Partitions and partition keys
When the message processing order is important
Let's consider a finance application that calculates the balance on a user's account and permits or prohibits debiting the funds.
For such tasks, you can use a message queue. When you top up your account, debit funds, or make a purchase, a message with the account ID, amount, and transaction type is registered in the queue. The application processes incoming messages and calculates the balance.
To accurately calculate the balance, the message processing order is crucial. If a user first tops up their account and then makes a purchase, messages with details about these transactions must be processed by the app in the same order. Otherwise there may be an error in the business logic and the app will reject the purchase as a result of insufficient funds. There are guaranteed delivery order mechanisms, but they cannot ensure a message order within a single queue on an arbitrary data amount.
Data Streams uses the following approach: instead of guaranteeing a message order within a queue of any size, a queue is made up of small independent partitions, where the message order is guaranteed. There can be an infinite number of such partitions within a stream. This ensures a strict sequence of even processing with unlimited scaling.
By increasing the number of partitions, you can indefinitely raise the streaming rate. If application performance isn't enough to process the stream, you can deploy the necessary number of additional application instances.
When several application instances read messages from a stream, a message about account top-ups can be received by one instance and a message about debiting by another. In this case, there's no guaranteed instance with accurate balance information. To avoid this issue, you can, for example, save data in the DBMS, share information between application instances, and implement a distributed cache.
Data Streams can write data so that messages from one source (for example, about transactions from one account) arrive at the same application instance. The message source is determined by a partition key (PartitionKey). The ID of the account whose balance is changing can be used as the partition key. When writing an event, Data Streams determines the partition index using key hashing and writes incoming data there. As a result, transaction messages for a given account will always arrive at the same partition and be processed by the application instance linked to this partition. Each of the instances processes its own subset of partitions and there's no need to synchronize the instances.
In the example below, all transactions for accounts with even IDs are passed to the first application instance and those with odd IDs to the second one.

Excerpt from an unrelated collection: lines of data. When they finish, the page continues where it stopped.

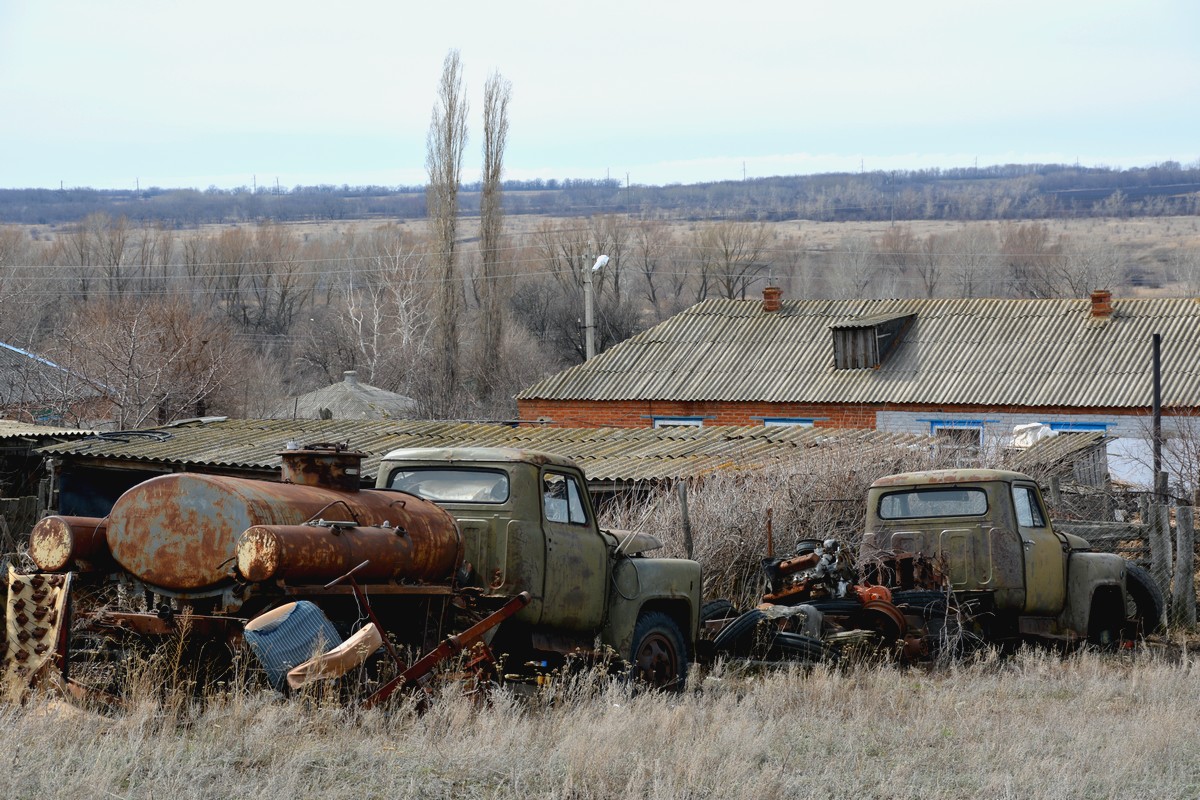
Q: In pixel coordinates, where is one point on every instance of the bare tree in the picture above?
(649, 256)
(970, 252)
(1031, 253)
(149, 360)
(730, 254)
(853, 270)
(492, 288)
(443, 160)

When the processing order is unimportant
For some tasks, the message processing order is not critical. For example, when you enter data into a storage system, it's important to deliver data and the storage system will organize it.
In this case, the partition key can be a random value. The key determines the partition where a message will be saved, so identical keys for all messages will cause data to be sent to the same partition with the resulting partition overload. To avoid this, a message checksum is used as the key. The exceptional checksum uniqueness allows data to be uniformly written across all partitions. You can also use any unique ID as the partition key.